Pope Leo XIV Calls on World Leaders to Lay Down Arms for Peace
Pope Leo XIV issued a forceful Easter disarmament call in St. Peter's Square, urging leaders to "lay down" weapons and abandon "conflicts, domination, and power."

Standing before thousands of faithful gathered in St. Peter's Square on Easter Sunday, Pope Leo XIV delivered one of the most direct papal appeals for global disarmament in recent memory, calling on the world's armed powers to abandon violence and choose negotiation instead.
The centerpiece of the address was the annual Urbi et Orbi blessing, a tradition addressed "to the city and to the world" that draws one of the largest audiences in the Catholic calendar. This year, Leo XIV used the moment to issue an unambiguous moral challenge: "Let those who have weapons lay them down!" The language, unusually stark for the liturgical occasion, drew immediate attention from observers who interpreted it as a pointed rebuke to political and military leaders overseeing current armed conflicts.
The pope had set the tone the night before. At the Easter Vigil, Leo XIV urged Catholics and world leaders alike not to grow indifferent to the scale of contemporary violence, and from the balcony of the Basilica on Sunday he called on all people to "abandon every desire for conflict, domination, and power, and implore the Lord to grant his peace to a world ravaged by wars."
He grounded the appeal in Easter theology, describing Jesus as "entirely nonviolent" and framing the resurrection as a moral imperative against armed force. Though the pope named no specific conflicts, his remarks landed against a backdrop of heightened global tensions and mounting humanitarian concerns that have increasingly drawn his public commentary.
Leo XIV closed the address with greetings delivered in multiple languages, including Latin, Arabic, and Chinese, and announced a dedicated prayer vigil for peace to be held at St. Peter's Basilica on April 11. The vigil signals the Vatican's intention to sustain the issue beyond the Easter cycle rather than let it recede into the news cycle.

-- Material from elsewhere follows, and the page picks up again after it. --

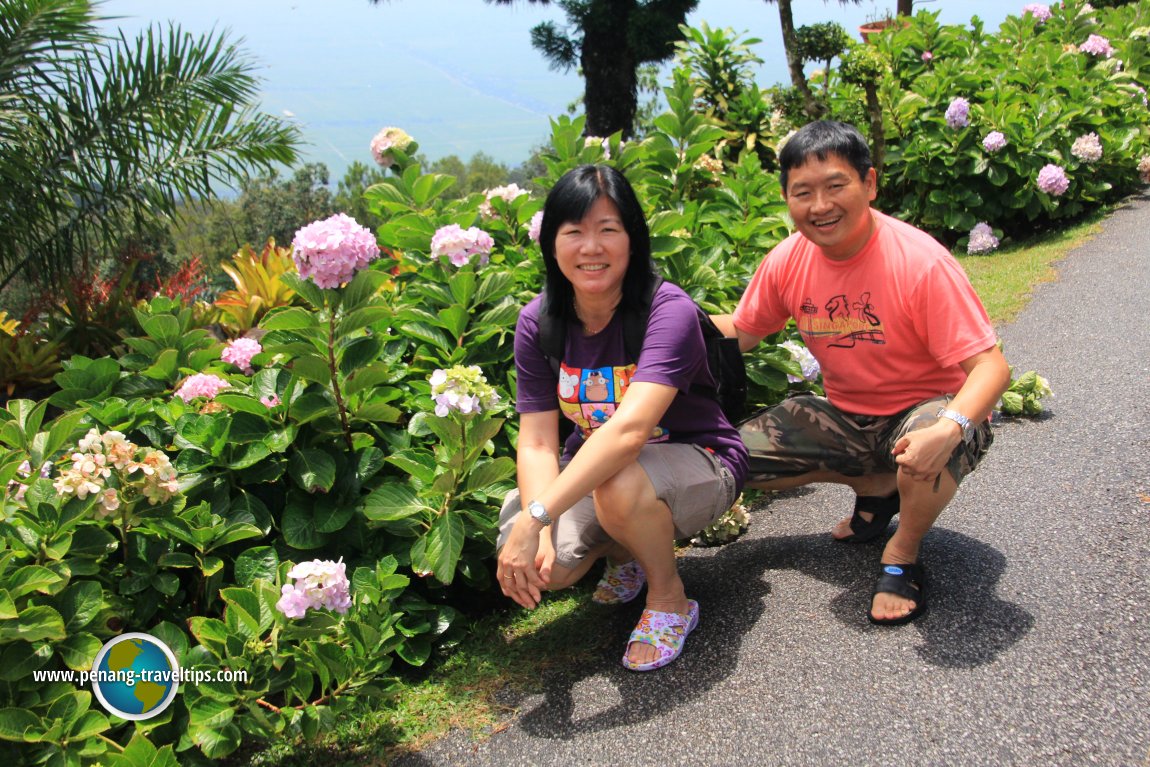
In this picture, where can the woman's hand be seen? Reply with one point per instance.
(520, 567)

The Vatican's direct political leverage is limited, but its soft-power reach is not. Papal pronouncements of this nature circulate through diplomatic channels, bolster the positions of peace-advocacy groups, and can provide moral cover for governments and multilateral institutions pursuing mediation. Leo XIV's Easter message is expected to become a reference point for those seeking leverage toward de-escalation in the weeks ahead.